"Juno is basically an armored tank going to Jupiter," said Scott Bolton, Juno's principal investigator, based at Southwest Research Institute in San Antonio. "Without its protective shield, or radiation vault, Juno's brain would get fried on the very first pass near Jupiter."
Jupiter's radiation belts are shaped like a huge doughnut around the planet's equatorial region and extend out past the moon Europa, about 650,000 kilometers out from the top of Jupiter's clouds.
"For the 15 months Juno orbits Jupiter, the spacecraft will have to withstand the equivalent of more than 100 million dental X-rays," said Bill Mc Alpine, Juno's radiation control manager, based at NASA's Jet Propulsion Laboratory in Pasadena, Calif. "In the same way human beings need to protect their organs during an X-ray exam, we have to protect Juno's brain and heart."

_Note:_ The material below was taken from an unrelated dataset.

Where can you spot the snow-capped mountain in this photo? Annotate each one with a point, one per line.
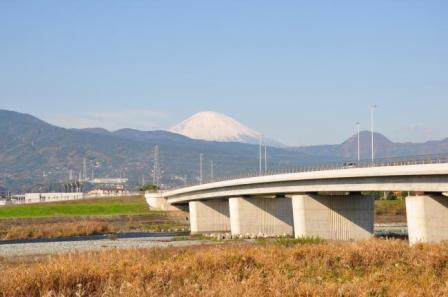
(213, 126)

The vault is not designed to completely prevent every Jovian electron, ion or proton from hitting the system, but it will dramatically slow down the aging effect radiation has on electronics for the duration of the mission.
"The centralized radiation vault is the first of its kind," Bolton said. "We basically designed it from the ground up."
When NASA's Galileo spacecraft visited Jupiter from 1995 to 2003, its electronics were shielded by special components designed to be resistant to radiation. Galileo also didn't need to survive the harshest radiation regions, where Juno will operate.
But Juno isn't relying solely on the radiation vault. Scientists designed a path that takes Juno around Jupiter's poles, spending as little time as possible in the sizzling radiation belts around Jupiter's equator.